Jamie Rush, 27, of Trefecca near Brecon, and Cyle Jones, 31, of Cwrt Tarrell on Newgate Street in Brecon both appeared in Cardiff Crown Court, which sat as a Magistrates Court, last week along with Christian Latcham, 32, of Porth and Thomas Young, 26, of Newbridge near Newport.

They were convicted on Thurdsay, October 3.

The four men all featured in a BBC Wales undercover investigation into organised badger digging in Wales in a TV documentary called The Secret World of Badger Baiters which aired on May 22 2018.

The men had previously pleaded not guilty to attempting to kill, injure or take badger in the Clunderwen Llanddewi Velfrey area on March 24, 2018.

The offence comes under the Protection of Badgers Act 1992 and was prosecuted by the animal charity, RSPCA Cymru.

Following the trial, an RSPCA Cymru spokesman said: “The RSPCA special operations unit were subsequently able to view footage obtained by the BBC including footage of the defendants on 24 March.

“The defendants had previously stated that they were not looking for a badger but were fox hunting.

“At the court hearing this week a member of the RSPCA’s special operations unit gave evidence along with the BBC undercover researcher - who was given anonymity.”

On Thursday, Rush and Jones were both sentenced to 22 weeks in prison each and they were both ordered to pay a £115 victim surcharge.

Latcham was sentenced to 26 weeks in prison and to pay a £115 victim surcharge, meanwhile Young was ordered to 20 weeks in prison, suspended for 12 months.
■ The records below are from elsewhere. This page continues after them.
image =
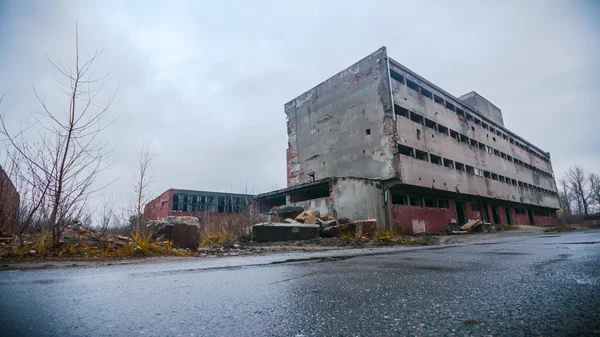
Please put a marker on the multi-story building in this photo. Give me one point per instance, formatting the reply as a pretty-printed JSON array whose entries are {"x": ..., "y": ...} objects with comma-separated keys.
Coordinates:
[
  {"x": 201, "y": 204},
  {"x": 379, "y": 141}
]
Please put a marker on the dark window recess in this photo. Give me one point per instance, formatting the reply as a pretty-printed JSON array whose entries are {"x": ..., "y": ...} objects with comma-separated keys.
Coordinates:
[
  {"x": 430, "y": 202},
  {"x": 416, "y": 201},
  {"x": 426, "y": 93},
  {"x": 405, "y": 150},
  {"x": 454, "y": 135},
  {"x": 421, "y": 155},
  {"x": 443, "y": 203},
  {"x": 400, "y": 111},
  {"x": 309, "y": 193},
  {"x": 429, "y": 123},
  {"x": 412, "y": 85},
  {"x": 399, "y": 199},
  {"x": 416, "y": 118},
  {"x": 397, "y": 76},
  {"x": 443, "y": 129}
]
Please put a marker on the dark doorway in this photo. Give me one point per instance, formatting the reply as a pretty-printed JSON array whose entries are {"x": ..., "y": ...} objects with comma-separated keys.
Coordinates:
[
  {"x": 495, "y": 215},
  {"x": 508, "y": 215},
  {"x": 460, "y": 212},
  {"x": 531, "y": 220},
  {"x": 484, "y": 212}
]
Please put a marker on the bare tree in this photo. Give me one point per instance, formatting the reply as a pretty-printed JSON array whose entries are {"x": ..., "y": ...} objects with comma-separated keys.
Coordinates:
[
  {"x": 143, "y": 179},
  {"x": 65, "y": 157},
  {"x": 578, "y": 183}
]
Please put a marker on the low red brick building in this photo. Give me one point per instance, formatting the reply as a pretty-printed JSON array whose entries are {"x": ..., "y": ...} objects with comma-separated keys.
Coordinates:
[
  {"x": 9, "y": 203},
  {"x": 201, "y": 204}
]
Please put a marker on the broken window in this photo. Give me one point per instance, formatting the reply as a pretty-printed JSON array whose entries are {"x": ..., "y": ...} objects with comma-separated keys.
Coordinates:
[
  {"x": 400, "y": 111},
  {"x": 405, "y": 150},
  {"x": 430, "y": 202},
  {"x": 412, "y": 85},
  {"x": 399, "y": 199},
  {"x": 443, "y": 129},
  {"x": 421, "y": 155},
  {"x": 454, "y": 135},
  {"x": 426, "y": 93},
  {"x": 429, "y": 123},
  {"x": 416, "y": 201},
  {"x": 443, "y": 203},
  {"x": 397, "y": 76},
  {"x": 416, "y": 118}
]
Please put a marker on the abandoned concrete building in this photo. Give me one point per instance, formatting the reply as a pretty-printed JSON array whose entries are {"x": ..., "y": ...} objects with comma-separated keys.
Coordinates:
[
  {"x": 379, "y": 141},
  {"x": 202, "y": 204}
]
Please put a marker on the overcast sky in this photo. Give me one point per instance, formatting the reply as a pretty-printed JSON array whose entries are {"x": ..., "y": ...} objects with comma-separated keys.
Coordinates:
[{"x": 205, "y": 81}]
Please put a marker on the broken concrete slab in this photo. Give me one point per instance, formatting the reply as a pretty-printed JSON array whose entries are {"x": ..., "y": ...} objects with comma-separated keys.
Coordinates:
[
  {"x": 470, "y": 225},
  {"x": 270, "y": 231}
]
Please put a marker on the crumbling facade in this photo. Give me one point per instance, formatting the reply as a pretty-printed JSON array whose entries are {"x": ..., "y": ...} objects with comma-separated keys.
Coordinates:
[
  {"x": 393, "y": 146},
  {"x": 201, "y": 204},
  {"x": 9, "y": 203}
]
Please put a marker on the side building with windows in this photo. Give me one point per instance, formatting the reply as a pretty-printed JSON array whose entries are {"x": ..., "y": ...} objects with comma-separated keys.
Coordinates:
[
  {"x": 200, "y": 204},
  {"x": 379, "y": 141}
]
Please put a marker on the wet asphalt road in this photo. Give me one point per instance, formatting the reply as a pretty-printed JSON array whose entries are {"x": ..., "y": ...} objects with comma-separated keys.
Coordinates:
[{"x": 543, "y": 284}]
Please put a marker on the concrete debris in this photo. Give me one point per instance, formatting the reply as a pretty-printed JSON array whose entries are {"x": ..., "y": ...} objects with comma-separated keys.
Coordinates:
[
  {"x": 472, "y": 224},
  {"x": 183, "y": 231}
]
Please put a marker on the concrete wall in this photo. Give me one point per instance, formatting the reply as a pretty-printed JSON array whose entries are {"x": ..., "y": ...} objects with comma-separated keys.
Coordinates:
[
  {"x": 359, "y": 199},
  {"x": 484, "y": 106},
  {"x": 337, "y": 128}
]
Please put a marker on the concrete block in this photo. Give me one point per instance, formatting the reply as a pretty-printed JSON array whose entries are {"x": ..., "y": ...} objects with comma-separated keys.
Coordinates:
[{"x": 268, "y": 231}]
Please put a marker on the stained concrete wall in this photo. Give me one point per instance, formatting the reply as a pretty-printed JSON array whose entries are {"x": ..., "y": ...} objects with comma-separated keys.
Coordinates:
[
  {"x": 359, "y": 199},
  {"x": 484, "y": 106},
  {"x": 337, "y": 128}
]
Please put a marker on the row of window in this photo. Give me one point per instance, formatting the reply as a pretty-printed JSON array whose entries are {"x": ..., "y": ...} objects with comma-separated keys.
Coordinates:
[
  {"x": 461, "y": 113},
  {"x": 422, "y": 155},
  {"x": 413, "y": 200},
  {"x": 415, "y": 117}
]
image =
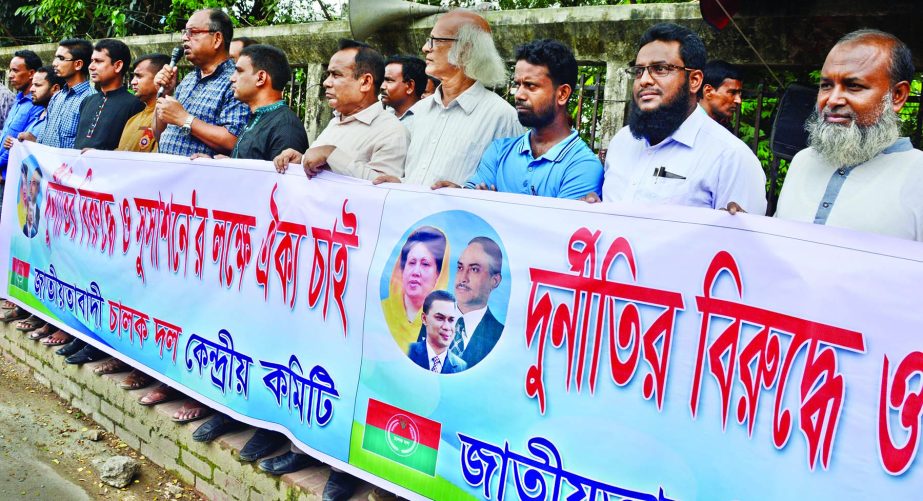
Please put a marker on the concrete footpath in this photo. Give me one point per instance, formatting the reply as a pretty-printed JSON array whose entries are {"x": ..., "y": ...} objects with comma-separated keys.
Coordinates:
[
  {"x": 47, "y": 407},
  {"x": 46, "y": 448}
]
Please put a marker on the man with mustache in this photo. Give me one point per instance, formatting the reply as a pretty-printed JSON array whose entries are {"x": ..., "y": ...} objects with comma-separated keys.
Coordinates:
[
  {"x": 550, "y": 160},
  {"x": 72, "y": 63},
  {"x": 433, "y": 352},
  {"x": 201, "y": 115},
  {"x": 858, "y": 172},
  {"x": 454, "y": 126},
  {"x": 671, "y": 152},
  {"x": 23, "y": 66},
  {"x": 362, "y": 140},
  {"x": 721, "y": 91},
  {"x": 405, "y": 81},
  {"x": 103, "y": 115},
  {"x": 479, "y": 272}
]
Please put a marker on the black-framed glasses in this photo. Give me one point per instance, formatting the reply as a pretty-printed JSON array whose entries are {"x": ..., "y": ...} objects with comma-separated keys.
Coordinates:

Young was given a curfew order for 12 weeks and he will also have to pay a £115 victim surcharge.

As he was convicted, Rush as disqualified from keeping dogs for life. The other three defendants had already been disqualified from keeping animals for life – an order which the RSPCA said will continue.

Chief inspector Ian Briggs, from the RSPCA’s special operations unit, said: “We would once again like to thank BBC Wales for their initial work on this case which paved the way for the RSPCA to investigate fully.

“Sadly, people who carry out such activities which inflict pain and suffering on wildlife continue to offend in Wales. This prosecution sends a message that the RSPCA is committed to bringing those who take part in badger baiting and digging to justice.”